Dan akhirnya seorang wanita yang sudah keriput pun keluar. "Aku tidak tuli, jangan teriak," omelnya.
Sachiko mengalihkan pandangan agar tak terlihat saat bibirnya komat-kamit. "Tidak tuli tapi dari tadi dipanggil tak keluar," gerutunya.
Sachiko pun kembali menatap nenek tersebut dan memberikan ulasan senyum. "Maaf, Nek," ucapnya.
"Tuh ada bel, lain kali pencet itu, jangan teriak." Nenek tersebut berbicara dengan sinis seraya menunjuk menggunakan besi yang digunakan untuk menopang berat badannya agar kuat berdiri, dia mengarahkan ke sebuah pencetan yang menempel di dinding dan tak terlihat jelas.
Sachiko menatap ke arah yang ditunjuk. Bibirnya mencebik saat melihat kondisi pencetan bel. "Pantas saja aku tak tahu, lah pencetannya dengan warna tembok sama. Bisa-bisanya tembok dicat sampai ke pencetan belnya," gumamnya sangat lirih agar tak terdengar sampai ke nenek itu.
"Mau beli apa?"
"Kuwaci."
Disaat nenek itu mengambilkan jajanan yang diminta, Sachiko membuka lemari pendingin untuk mengambil dua botol minuman.
"Sama ini jadinya berapa?" tanya Sachiko.
"Lima belas ribu."
Sachiko membayar dengan uang pas tanpa kembalian. Dia kembali lagi ke rumah dan kali ini tak ditanyai lagi oleh ibu-ibu yang betah sekali ngerumpi seharian.

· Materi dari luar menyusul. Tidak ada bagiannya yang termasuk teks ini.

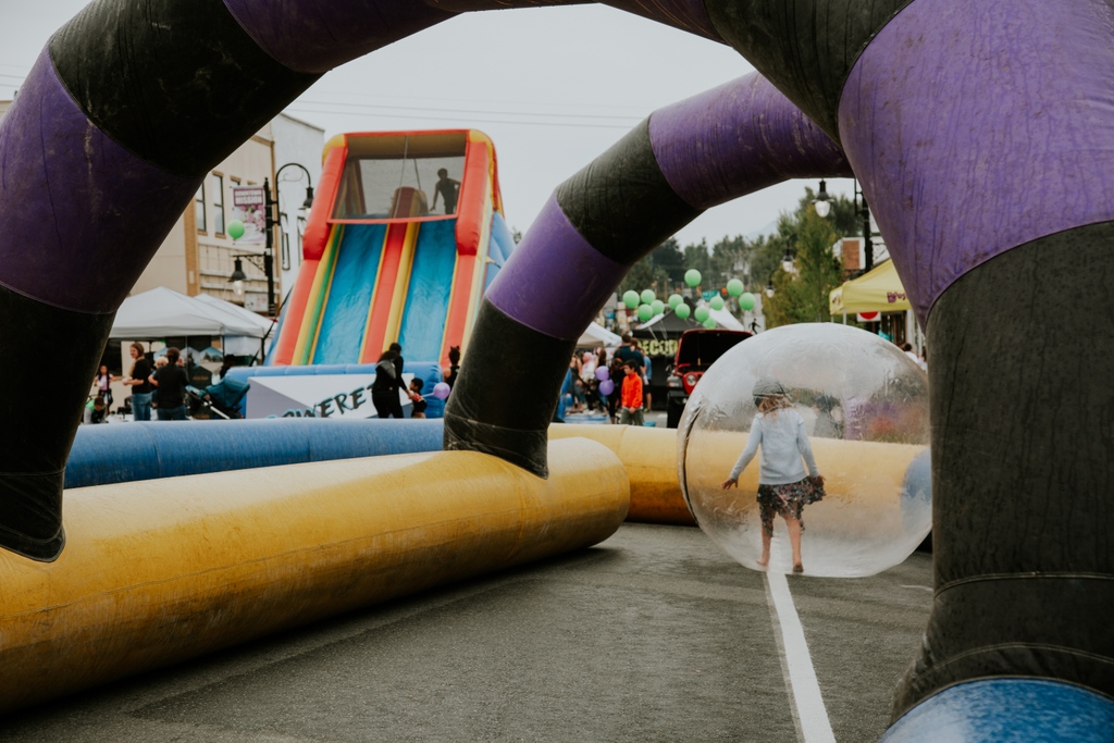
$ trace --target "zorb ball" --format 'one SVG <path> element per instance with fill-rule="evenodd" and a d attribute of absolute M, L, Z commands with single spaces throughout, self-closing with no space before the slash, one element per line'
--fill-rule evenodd
<path fill-rule="evenodd" d="M 746 567 L 792 571 L 776 505 L 768 510 L 770 564 L 759 565 L 765 444 L 737 488 L 722 487 L 764 399 L 755 397 L 755 385 L 764 390 L 771 382 L 784 391 L 784 407 L 764 416 L 800 417 L 825 478 L 820 500 L 802 499 L 804 575 L 869 576 L 902 563 L 932 525 L 928 377 L 892 343 L 836 323 L 786 325 L 749 338 L 693 390 L 678 427 L 677 462 L 682 492 L 701 528 Z M 792 515 L 793 506 L 788 510 Z"/>

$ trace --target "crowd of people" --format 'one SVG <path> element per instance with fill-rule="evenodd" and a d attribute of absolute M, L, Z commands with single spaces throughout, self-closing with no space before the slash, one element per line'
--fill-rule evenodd
<path fill-rule="evenodd" d="M 600 369 L 606 369 L 607 374 L 600 375 Z M 604 348 L 578 351 L 568 363 L 564 393 L 569 404 L 565 412 L 600 412 L 612 423 L 643 426 L 652 403 L 652 374 L 649 356 L 629 333 L 610 356 Z"/>
<path fill-rule="evenodd" d="M 170 346 L 154 364 L 147 358 L 141 343 L 133 343 L 128 353 L 131 356 L 131 368 L 128 373 L 118 379 L 101 365 L 94 379 L 96 394 L 86 404 L 85 423 L 104 423 L 107 421 L 109 405 L 113 404 L 111 383 L 119 381 L 131 388 L 131 417 L 137 421 L 149 421 L 152 411 L 156 420 L 186 420 L 186 388 L 189 375 L 186 373 L 185 359 L 182 352 Z"/>

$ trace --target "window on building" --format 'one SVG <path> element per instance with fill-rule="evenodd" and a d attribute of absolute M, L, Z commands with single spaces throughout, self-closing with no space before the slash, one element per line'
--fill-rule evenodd
<path fill-rule="evenodd" d="M 201 187 L 197 188 L 197 195 L 194 196 L 194 215 L 197 218 L 197 232 L 205 232 L 205 184 L 203 183 Z"/>
<path fill-rule="evenodd" d="M 224 234 L 224 176 L 213 174 L 213 231 Z"/>

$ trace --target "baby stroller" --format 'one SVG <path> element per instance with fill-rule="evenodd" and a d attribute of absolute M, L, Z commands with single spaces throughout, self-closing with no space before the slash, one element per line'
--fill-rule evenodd
<path fill-rule="evenodd" d="M 237 379 L 225 378 L 204 390 L 187 387 L 189 417 L 196 420 L 232 420 L 243 418 L 240 403 L 251 389 L 251 384 Z"/>

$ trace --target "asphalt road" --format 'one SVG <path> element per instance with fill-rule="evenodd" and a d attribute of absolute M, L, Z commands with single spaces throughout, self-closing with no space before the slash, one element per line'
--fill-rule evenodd
<path fill-rule="evenodd" d="M 840 743 L 886 730 L 930 568 L 918 553 L 871 578 L 788 578 Z M 698 529 L 624 525 L 592 549 L 9 715 L 0 741 L 812 743 L 771 584 Z"/>

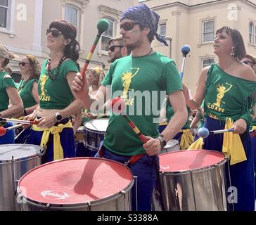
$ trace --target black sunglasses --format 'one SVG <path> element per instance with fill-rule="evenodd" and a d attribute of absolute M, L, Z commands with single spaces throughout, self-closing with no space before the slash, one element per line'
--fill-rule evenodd
<path fill-rule="evenodd" d="M 46 35 L 48 35 L 51 32 L 51 35 L 53 35 L 53 37 L 58 37 L 58 36 L 61 34 L 61 32 L 58 30 L 51 30 L 49 28 L 46 30 Z"/>
<path fill-rule="evenodd" d="M 248 60 L 243 61 L 243 63 L 245 63 L 245 64 L 246 64 L 246 65 L 248 65 L 249 63 L 252 64 L 252 65 L 256 64 L 256 63 L 254 63 L 253 62 L 248 61 Z"/>
<path fill-rule="evenodd" d="M 18 64 L 19 64 L 19 66 L 20 66 L 20 65 L 25 66 L 26 64 L 30 64 L 30 63 L 25 63 L 25 62 L 20 62 Z"/>
<path fill-rule="evenodd" d="M 134 27 L 139 24 L 136 22 L 124 22 L 123 24 L 120 25 L 120 29 L 124 29 L 125 31 L 131 30 Z"/>
<path fill-rule="evenodd" d="M 113 45 L 108 49 L 108 50 L 113 52 L 115 51 L 115 47 L 122 48 L 123 46 L 124 46 L 123 45 Z"/>

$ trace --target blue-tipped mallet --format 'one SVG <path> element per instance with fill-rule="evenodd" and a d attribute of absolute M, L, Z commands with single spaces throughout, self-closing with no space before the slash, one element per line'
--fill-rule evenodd
<path fill-rule="evenodd" d="M 224 132 L 233 132 L 233 128 L 231 128 L 231 129 L 219 129 L 219 130 L 216 130 L 216 131 L 210 131 L 205 128 L 205 127 L 201 127 L 198 129 L 198 135 L 203 138 L 203 139 L 206 139 L 209 134 L 222 134 L 222 133 L 224 133 Z"/>
<path fill-rule="evenodd" d="M 185 68 L 185 60 L 186 60 L 186 56 L 187 54 L 189 53 L 190 51 L 191 51 L 191 47 L 189 46 L 189 45 L 184 45 L 181 48 L 181 53 L 183 55 L 183 60 L 182 60 L 182 66 L 181 66 L 181 71 L 179 74 L 179 75 L 181 76 L 181 80 L 183 79 L 183 73 L 184 71 L 184 68 Z"/>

Sachiko menyodorkan kuwaci pada Alvito. "Nih sebagai bayaran udah bantuin beres-beres. Ga' ada hutang budi berarti, aku udah bayar soalnya."

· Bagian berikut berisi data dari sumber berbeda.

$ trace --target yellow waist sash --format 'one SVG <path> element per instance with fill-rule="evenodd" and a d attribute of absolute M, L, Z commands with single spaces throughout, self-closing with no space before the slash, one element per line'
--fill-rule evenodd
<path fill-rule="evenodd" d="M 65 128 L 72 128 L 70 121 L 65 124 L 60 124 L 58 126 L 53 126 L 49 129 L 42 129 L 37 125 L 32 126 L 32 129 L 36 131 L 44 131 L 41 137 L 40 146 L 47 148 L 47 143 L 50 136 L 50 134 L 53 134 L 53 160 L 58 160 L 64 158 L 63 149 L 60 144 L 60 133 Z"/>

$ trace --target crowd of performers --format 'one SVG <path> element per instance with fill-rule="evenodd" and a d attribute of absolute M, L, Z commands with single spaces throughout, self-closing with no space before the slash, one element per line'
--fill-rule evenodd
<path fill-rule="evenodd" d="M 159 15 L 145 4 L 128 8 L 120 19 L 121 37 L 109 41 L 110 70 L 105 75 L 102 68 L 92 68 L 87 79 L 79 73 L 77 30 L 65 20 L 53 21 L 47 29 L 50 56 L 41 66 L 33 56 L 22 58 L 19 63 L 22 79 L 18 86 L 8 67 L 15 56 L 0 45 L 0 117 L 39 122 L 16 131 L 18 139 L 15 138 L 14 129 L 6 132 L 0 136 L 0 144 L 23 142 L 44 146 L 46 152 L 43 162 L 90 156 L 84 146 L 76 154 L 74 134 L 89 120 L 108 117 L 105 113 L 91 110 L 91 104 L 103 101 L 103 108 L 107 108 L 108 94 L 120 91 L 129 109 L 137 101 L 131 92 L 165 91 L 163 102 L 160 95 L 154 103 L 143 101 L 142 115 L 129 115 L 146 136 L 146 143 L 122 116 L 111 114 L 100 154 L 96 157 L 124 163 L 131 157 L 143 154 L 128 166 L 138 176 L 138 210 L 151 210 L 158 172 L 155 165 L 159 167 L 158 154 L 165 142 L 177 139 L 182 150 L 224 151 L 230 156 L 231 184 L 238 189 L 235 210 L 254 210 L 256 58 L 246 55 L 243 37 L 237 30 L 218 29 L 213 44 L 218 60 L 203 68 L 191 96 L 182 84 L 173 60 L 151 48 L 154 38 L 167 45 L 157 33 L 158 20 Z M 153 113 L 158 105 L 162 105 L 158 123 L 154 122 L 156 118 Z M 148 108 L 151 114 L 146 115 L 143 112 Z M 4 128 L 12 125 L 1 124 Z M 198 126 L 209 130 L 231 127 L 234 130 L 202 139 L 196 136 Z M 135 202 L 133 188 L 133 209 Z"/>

"Santai, jangan judes gitu, dong," cicit Alvito seraya menerima camilan kesukaannya.
"Nih sekalian aku beliin mijon, biar otakmu enggak miring." Sachiko menyodorkan botol berwarna biru namun sedikit transparan. "Minta kuwaci aja bilangnya sun, ada istilah simpel justru pilih yang rumit," sindirnya.
"Yang rumit lebih banyak tantangannya," balas Alvito seraya menghiasi wajahnya dengan senyuman menyebalkan.